The literature-based curriculum-sampling test was used in each cohort, and was designed to mimic the first-year course Introduction to Psychology. The applicants were instructed to study two chapters of the book used in that course. The second curriculum-sampling test, only administered in 2015, required applicants to watch a twenty-minute video lecture on the topic Psychology and the Brain. A lecturer who taught a related course in the first year provided the lecture. At the selection day, the applicants completed multiple-choice exams about the material. The exams were similar to the exams administered in the first year of the program and were designed by faculty members who taught in the first year. The first curriculum-sampling test consisted of 40 items in 2013 and 2014, and of 39 items in 2015. The second curriculum-sampling test consisted of 25 items. The exams consisted of different items each year. Cronbach’s alpha for each test is displayed in S1 Table.

Skills tests.

The English test was included in the procedure because most of the study material is in English, also in the Dutch-taught program, and the math test was included because statistics courses are a substantial part of the program. The English test consisted of 20 multiple choice items on the meaning of different English texts. The math test consisted of 30 multiple choice items in 2013 and 2014, and 27 multiple choice items in 2015, testing high-school level math knowledge. The applicants did not receive specific material to prepare for these tests, but example items were provided for the math test.
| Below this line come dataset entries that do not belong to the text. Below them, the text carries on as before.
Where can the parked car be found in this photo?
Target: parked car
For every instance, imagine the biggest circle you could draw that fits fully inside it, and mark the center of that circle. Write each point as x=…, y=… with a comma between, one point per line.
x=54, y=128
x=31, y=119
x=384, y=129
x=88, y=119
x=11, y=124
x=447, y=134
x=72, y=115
The tests consisted of different items each year.

High school performance.

High school grades of enrolled students who completed the highest level of Dutch secondary education (pre-university education, in Dutch: vwo) were collected through the university administration. The grades were not part of the admission procedure. The mean high school grade (HSGPA) was the mean of the final grades in all high school courses, except courses that only resulted in a pass/fail grade. For most courses, 50% of the final course grade was based on a national final exam. The other 50% consisted of the grades obtained in the last three years of secondary education.

Academic achievement.

Outcomes on academic achievement were collected through the university administration. For all cohorts, the grade on the first course, the mean grade obtained in the first year (FYGPA, representing academic performance), the number of credits obtained in the first year (representing study progress), and records of dropout in the first year (representing retention) were obtained. For the 2013 cohort we also collected the mean grade obtained after three years (TYGPA, representing academic performance) and bachelor degree attainment after three years (representing study progress). The bachelor program can be completed in three years. All grades were on a scale of 1 to 10, with 10 being the highest grade and a six or higher representing a pass. Mean grades were computed for each student using the highest obtained grade for each course (including resits). Courses only resulting in a pass/fail decision were not taken into account. Credit was granted after a course was passed; most courses earned five credit points, with a maximum of 60 credits per year. The first and second year courses were mostly the same for all students; the third year consisted largely of elective courses. Since the skills tests were designed to predict performance in particular courses, we also computed a composite for statistics courses (SGPA) and theoretical courses (all courses that required studying literature and completing an exam about psychological theories; TGPA) in the first year. The SGPA is the mean of the final grades on all statistics courses and the TGPA is the mean final grades on courses about psychological theory. In addition, we also obtained information on whether students chose to enroll after participating in the admission procedure. Because we only used data available at the university, there were no manipulations in this study, and no identifiable information was presented, informed consent was not obtained. This was in line with the university’s privacy policy. This study was approved by and in accordance with the rules of the Ethical Committee Psychology from the University of Groningen [35].

Applicants.

The 2013 cohort (this is the same cohort used in Niessen et al.[4]) consisted of 851 applicants, of whom 652 (77%) enrolled in the program, and 638 participated in at least one course. For enrollees the mean age was 20 (SD = 2.0), 69% was female, 46% were Dutch, 42% were German, 9% had another European nationality, 3% had a non-European nationality, and 57% followed the program in English. A high school GPA obtained at the highest level of Dutch secondary education was available for 201 enrollees. Third year academic performance was available for 492 students, the others dropped out of the program in the first or second year. A high school GPA was available for 159 of these students.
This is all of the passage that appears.